Go-Jek has made a series of decisions that suggest that it may have another strategy. Last year it unveiled a service that hails rides to the nearest stop on Jakarta’s bare-bones bus system. The development suggests the company may mesh its services with a long-awaited light rail transit network due to open in Jakarta in 2018. And in May, Go-Jek announced it was mulling a partnership with Blue Bird to allow users to hail and pay for taxis through its app. Such an alliance would likely smooth over ruffled feathers at Blue Bird and with the regulators.
About the same time, Makarim took to YouTube offering signing bonuses and expedited hiring to anyone currently driving for the competition. To clinch the deal, he appealed to his countrymen’s sense of national pride in supporting an Indonesian company. The video was not widely well received, but the overall approach could be a strong differentiator for the home-grown startup, which also debuted Go-Car, a four-wheeled competitor to Grab and Uber, last spring and closed a $550 million funding round in August.
To date, the only clear winners in this on- demand battle are consumers like Tommy Prabowo.
Prabowo is a radio presenter for a contemporary music station in Jakarta, and the 32-year-old’s voice is a regular companion on the commute to work. After his drive-time show, he’s often called on to emcee a bevy of promotional events around town.
On a recent workday, Prabowo mulled how to get to three different gigs after his morning drive shift, including an album launch and a fitness event headlined by Jakarta’s popular governor. He also had to deliver a signed contract and an invoice to two separate clients. This could all mean hours in traffic.
His solution was an all-of-the-above approach.
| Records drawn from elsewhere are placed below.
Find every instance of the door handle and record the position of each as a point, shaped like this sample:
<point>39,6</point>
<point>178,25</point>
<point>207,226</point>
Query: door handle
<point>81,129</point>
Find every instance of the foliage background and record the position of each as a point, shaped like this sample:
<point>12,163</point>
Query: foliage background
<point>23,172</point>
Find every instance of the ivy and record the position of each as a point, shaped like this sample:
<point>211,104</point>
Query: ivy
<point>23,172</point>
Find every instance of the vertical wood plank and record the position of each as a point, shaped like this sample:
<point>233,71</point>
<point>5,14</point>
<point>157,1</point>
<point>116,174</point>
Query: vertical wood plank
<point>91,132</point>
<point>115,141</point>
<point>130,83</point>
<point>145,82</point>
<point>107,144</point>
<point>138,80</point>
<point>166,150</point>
Using his iPhone he couriered the paperwork via Go-Jek. He left his car and driver at the station and used a combination of Grab and Uber cars—whichever was closest—when he needed them. At the end of the day he caught up with his driver to take him home.
“This is the only way I can enjoy my life,” Prabowo says. “Things like Grab and Uber are so much more fun and convenient. It looks better to be using a car than a taxi.”